The trigger came in February when Emergent AI, an eight-month-old vibe coding startup, said it had crossed a $100 million annual recurring revenue, scaling from $15 million in three months to $50 million in seven months, before doubling within a month. The pace and the disclosure drew scepticism from founders and executives on X, who questioned both the legitimacy of the numbers and the methodology behind them. Founder Mukund Jha later shared a snapshot of weekly revenue to defend the claims.

The episode has since widened into a broader discussion on whether ARR– long the cornerstone metric in the SaaS era — remains relevant for AI startups where revenues are increasingly tied to usage rather than fixed subscriptions.

Death of Predictability

Traditionally, ARR, was anchored in predictable subscription contracts. “There was a consistency and normally these contracts stood for 12 months or at times 36 months or even longer. This is why the metric used to be called contracted annualised recurring revenue (CARR). But software is now based on usage,” said Alok Goyal, investor at Stellaris Venture Partners.

That shift is pronounced in AI-native products, where pricing is linked to token consumption or even outcomes. “With AI tools, the output depends on the prompt such that each prompt generates a different result. You have to spend more on tokens to obtain an output of a higher quality,” said an investor at an AI-focused VC firm. “Token consumption represents the margins. The more tokens a platform consumes the worse their margins will be. For example, Anthropic has the priciest tools and therefore also the worst margins.”

Lightspeed partner Hemant Mohapatra, an investor in Emergent, defended the emphasis on usage. “Token consumption is all that matters in AI,” he said. Tokens are the smallest units of text processed by AI models, covering words, parts of words or punctuation, and form the basis for how usage, costs and revenues are measured in AI systems.

New Scorecard

Others maintain that usage alone is an incomplete proxy. “Token consumption is directionally useful but not sufficient. It tells you about activity, not value delivered,” said Abhishek Srivastava, general partner at Kae Capital. “A customer could be burning tokens on failed queries. What you want to measure is outcomes per token.” He added that annualising trailing 90-day consumption alongside cohort-level retention could better capture both scale and durability.

Goyal said Stellaris evaluates delivered revenue, or invoiced income, rather than extrapolated ARR.

The lack of consensus reflects the early stage of AI business models, even as global firms such as Anthropic, OpenAI, Databricks and TCS highlight ARR to signal growth and justify investments. Investors say this has also created pressure on startups to showcase rapid revenue expansion.
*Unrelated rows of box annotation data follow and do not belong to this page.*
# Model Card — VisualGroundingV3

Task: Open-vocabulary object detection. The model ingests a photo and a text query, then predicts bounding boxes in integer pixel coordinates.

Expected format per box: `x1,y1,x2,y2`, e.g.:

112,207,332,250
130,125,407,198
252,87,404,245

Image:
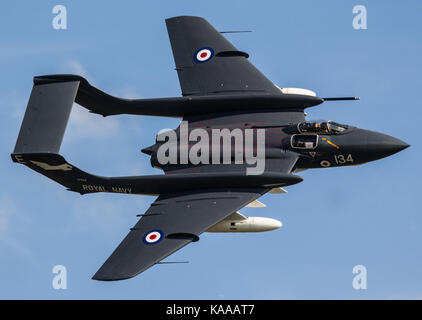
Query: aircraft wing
166,16,282,96
93,188,269,281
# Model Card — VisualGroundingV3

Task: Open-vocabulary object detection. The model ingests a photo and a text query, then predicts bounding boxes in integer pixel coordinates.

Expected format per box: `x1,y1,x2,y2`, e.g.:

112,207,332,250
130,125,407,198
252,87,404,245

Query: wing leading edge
93,188,269,281
166,16,282,96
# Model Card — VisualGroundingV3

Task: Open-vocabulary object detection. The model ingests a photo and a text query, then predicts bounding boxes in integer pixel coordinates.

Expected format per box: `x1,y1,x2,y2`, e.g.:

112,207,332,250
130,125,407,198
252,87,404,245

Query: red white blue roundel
194,47,214,63
142,230,163,244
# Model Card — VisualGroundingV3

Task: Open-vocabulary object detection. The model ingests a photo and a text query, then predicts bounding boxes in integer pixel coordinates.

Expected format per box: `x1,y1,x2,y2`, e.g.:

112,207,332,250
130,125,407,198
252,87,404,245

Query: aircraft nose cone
367,132,409,159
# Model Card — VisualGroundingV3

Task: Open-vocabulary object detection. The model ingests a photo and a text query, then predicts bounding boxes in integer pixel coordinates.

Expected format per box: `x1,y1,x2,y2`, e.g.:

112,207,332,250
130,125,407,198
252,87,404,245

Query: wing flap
166,16,282,96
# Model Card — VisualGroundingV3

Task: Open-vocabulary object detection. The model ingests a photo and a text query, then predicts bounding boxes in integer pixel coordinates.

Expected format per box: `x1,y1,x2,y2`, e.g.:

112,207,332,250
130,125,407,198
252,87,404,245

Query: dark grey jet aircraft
12,16,408,281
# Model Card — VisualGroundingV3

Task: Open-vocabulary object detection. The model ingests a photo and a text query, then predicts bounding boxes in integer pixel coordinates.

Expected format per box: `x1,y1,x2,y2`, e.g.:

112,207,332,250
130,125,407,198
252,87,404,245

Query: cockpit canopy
297,120,348,134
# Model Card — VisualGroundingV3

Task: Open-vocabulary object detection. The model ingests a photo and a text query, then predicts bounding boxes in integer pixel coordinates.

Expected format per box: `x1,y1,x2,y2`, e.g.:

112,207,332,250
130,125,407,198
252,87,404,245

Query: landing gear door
290,134,319,150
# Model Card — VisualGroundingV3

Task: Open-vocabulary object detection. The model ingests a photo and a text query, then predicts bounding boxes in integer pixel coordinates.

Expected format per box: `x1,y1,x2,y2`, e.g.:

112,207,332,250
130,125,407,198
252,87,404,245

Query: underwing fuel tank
206,212,282,232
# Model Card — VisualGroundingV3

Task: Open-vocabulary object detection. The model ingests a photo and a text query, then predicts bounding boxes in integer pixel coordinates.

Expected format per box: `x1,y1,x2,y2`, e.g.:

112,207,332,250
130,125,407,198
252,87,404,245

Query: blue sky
0,0,422,299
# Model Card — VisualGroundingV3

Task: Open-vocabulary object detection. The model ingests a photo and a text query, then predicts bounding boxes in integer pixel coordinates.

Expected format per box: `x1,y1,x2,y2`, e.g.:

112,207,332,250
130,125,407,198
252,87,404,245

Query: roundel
320,160,331,168
142,230,163,244
194,47,214,63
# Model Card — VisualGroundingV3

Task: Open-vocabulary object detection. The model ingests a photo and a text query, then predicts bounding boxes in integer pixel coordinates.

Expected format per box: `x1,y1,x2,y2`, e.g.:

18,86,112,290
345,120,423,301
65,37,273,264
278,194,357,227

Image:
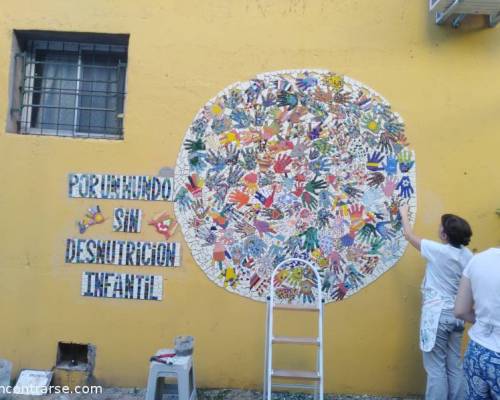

“ARR is indicative of the quality of the product and the value that the customer is deriving,” said Pankaj Agarwal of Prime Venture Partners, but added that metrics such as margins and retention are equally critical.

Srivastava pointed to expansion revenue within accounts and time-to-value as more meaningful indicators, along with gross margins. “A high-ARR AI company with 40% gross margins is very different from a SaaS company at 80%,” he said.

For now, ARR remains widely used, partly due to ease of comparison. But investors expect a shift. “We haven’t matured in calculating metrics like churn or LTV/CAC using token costs,” said Ravi Metta of BAT VC. “ARR is still widely used but not ideal. AI startups deliver higher-value, customised outputs, which should demand a different framework.”

As AI business models evolve, investors say the focus will move from headline revenue run-rates to a closer examination of value delivered, cost structures and durability of demand.